Significa uma ação decisiva para defender a justiça climática e o direito humano universal a um meio ambiente saudável.
Significa capacitar as pessoas em todos os lugares para falarem livremente e proteger o espaço cívico para que os indivíduos possam participar de forma significativa nas decisões que podem ter um impacto dramático em suas vidas.

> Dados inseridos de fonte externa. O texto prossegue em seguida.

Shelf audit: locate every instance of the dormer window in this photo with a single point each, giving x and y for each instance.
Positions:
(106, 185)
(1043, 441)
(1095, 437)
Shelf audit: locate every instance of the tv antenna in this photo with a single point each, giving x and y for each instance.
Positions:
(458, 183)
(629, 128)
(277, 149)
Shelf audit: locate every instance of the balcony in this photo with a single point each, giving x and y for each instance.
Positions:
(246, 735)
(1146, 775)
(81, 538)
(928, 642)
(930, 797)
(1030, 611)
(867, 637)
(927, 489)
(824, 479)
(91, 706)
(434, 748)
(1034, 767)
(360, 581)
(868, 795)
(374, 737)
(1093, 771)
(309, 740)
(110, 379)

A igualdade está na essência dos direitos humanos e no cerne das soluções necessárias para nos conduzir neste período de crise global. Isso não significa que todos devemos ter a mesma aparência, pensar da mesma forma ou agir da mesma forma.
Muito pelo contrário.
Significa que abraçamos a nossa diversidade e exigimos que todos sejamos tratados sem qualquer tipo de discriminação.
Igualdade tem a ver com empatia e solidariedade e com a compreensão de que, enquanto humanidade comum, nosso único caminho é trabalharmos juntos para o bem comum. Isso foi bem compreendido durante os anos de reconstrução após a Segunda Guerra Mundial - os anos que viram o desenvolvimento da Declaração Universal dos Direitos Humanos e a subsequente elaboração do sistema abrangente do direito internacional dos direitos humanos. No entanto, nosso fracasso em reconstruir melhor após a crise financeira de uma década atrás, juntamente com a turbulência social e econômica causada pela COVID-19 e os impactos cada vez mais acelerados das mudanças climáticas, sugere que esquecemos os remédios claros e comprovados enraizados nos direitos humanos e a importância de combater as desigualdades.
Neste Dia dos Direitos Humanos, convido todos a unirem esforços para melhorar a igualdade para todos em todos os lugares, para que possamos nos recuperar melhor, mais justos e verdes desta crise e reconstruir sociedades que são mais resilientes e sustentáveis.